All I remember from this is "Look at me when you are speaking to me, not at my translators!"
I really didn't like this one when I was a kid (well, 16). There's nothing really exctiing going on and I found the chorus kind of silly.
However, years later I appreciate it much more. Howie Seago was very good as Riva and I think that really helped drive it. It's a good hour of drama given a slight sci-fi treatment.
I totally agree.
After the disappointment of the previous four episodes, starting 1989 with this episode was a much needed breath of fresh air.
Riva is an interesting character and we see the characters of Troi, Data, and Worf starting to develop better.
I also liked the episode didn't end with an easy fix.
Riva did come up with a solution but it was going to take time and work.
CRAP! I got into watching episodes while baking, now I'm two ahead of everyone else.
Riva's beard was something to envy! I think I missed this one, I don't remember it at all. I agree with your opinions, and the FX were top notch, the disrupter effects were similar to the ones in the Saul Rubinek episode, "The Most Toys", that's coming up soon.
I felt the same way, both when I was younger and now. Back then, it was boring. Now, it was an incredible episode.
It would have been easy to have one translator for Riva. They still could have told essentially the same story. But by breaking his personality into three components, the episode takes on a considerably larger emotional punch. It had to have been considerably more difficult to write and direct, but it was definitely worth it.
I was really amazed how well Howie Seago worked with his "chorus". They really did function together as one character.
Two gripes I had were more technical. First, one laser blast kills 3 people? Second, since Reva could read lips, why did Data translate what the crew was saying the conference room scene?

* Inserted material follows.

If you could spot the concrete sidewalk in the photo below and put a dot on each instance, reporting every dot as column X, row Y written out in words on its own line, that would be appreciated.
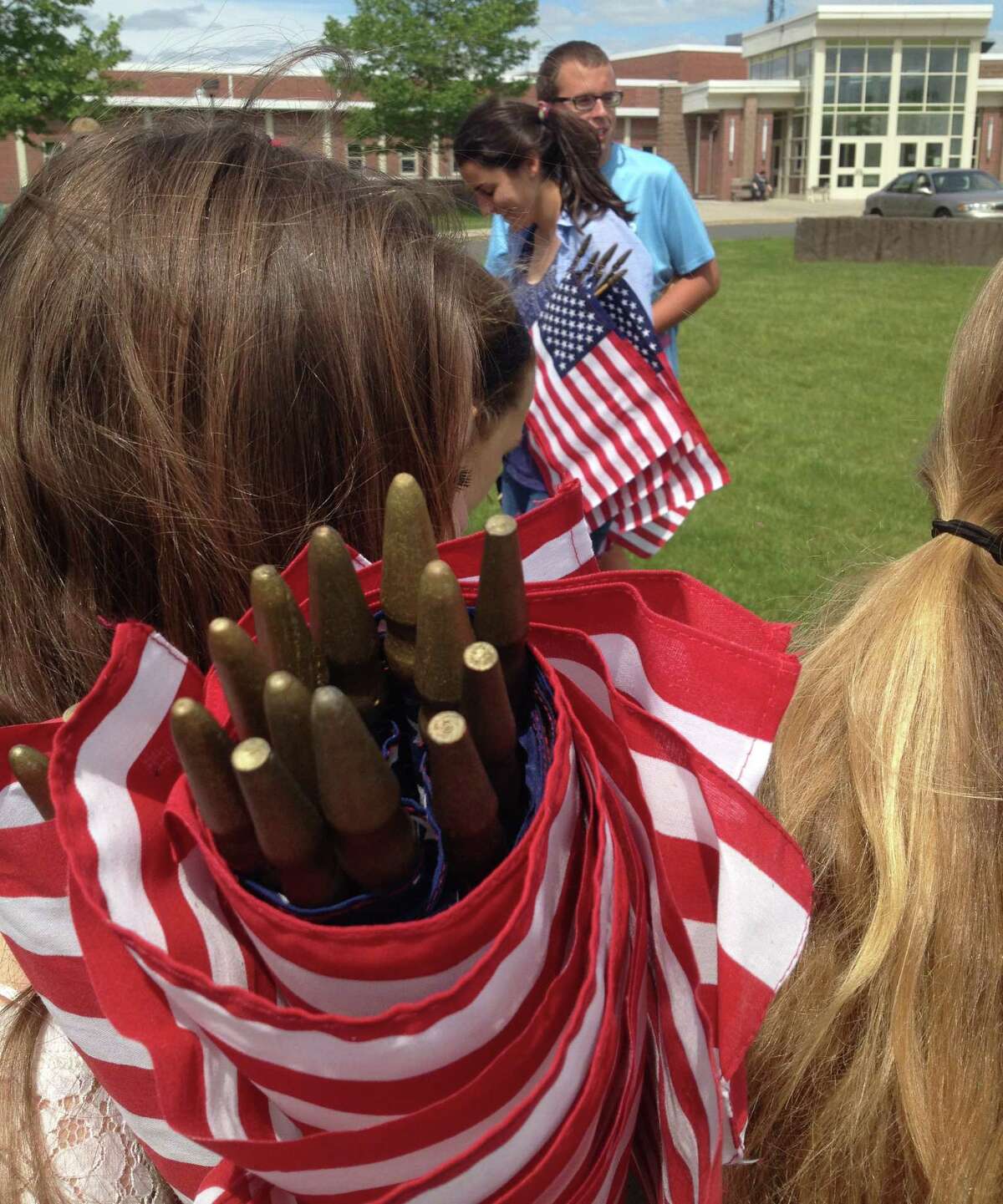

It seemed like Spiner was told "Just make up some hand motions", as he would sometimes just throw out a single hand motion and stop, and whoever was speaking would keep going. It did appear that he made a "grabbing the ass" hand motion at one point...
They were using American Sign Language for their gestural language. Spiner was very "stiff" with his signs, so he had probably just learned the appropriate signs for what was being said. As you noticed, there was no attempt so keep what was being signed and what was being said in sync -- Spiner got ahead of the speaker many times.
The "grabbing the ass" motion was probably the sign for "want": both hands, palms upward with fingers bent, pull in towards yourself: http://www.signingsavvy.com/sign/WANT.
Yeah, that makes sense. And the "want" motion was definitely what he was doing.
But I'll continue my little fantasy that Data was pretending to grope someone.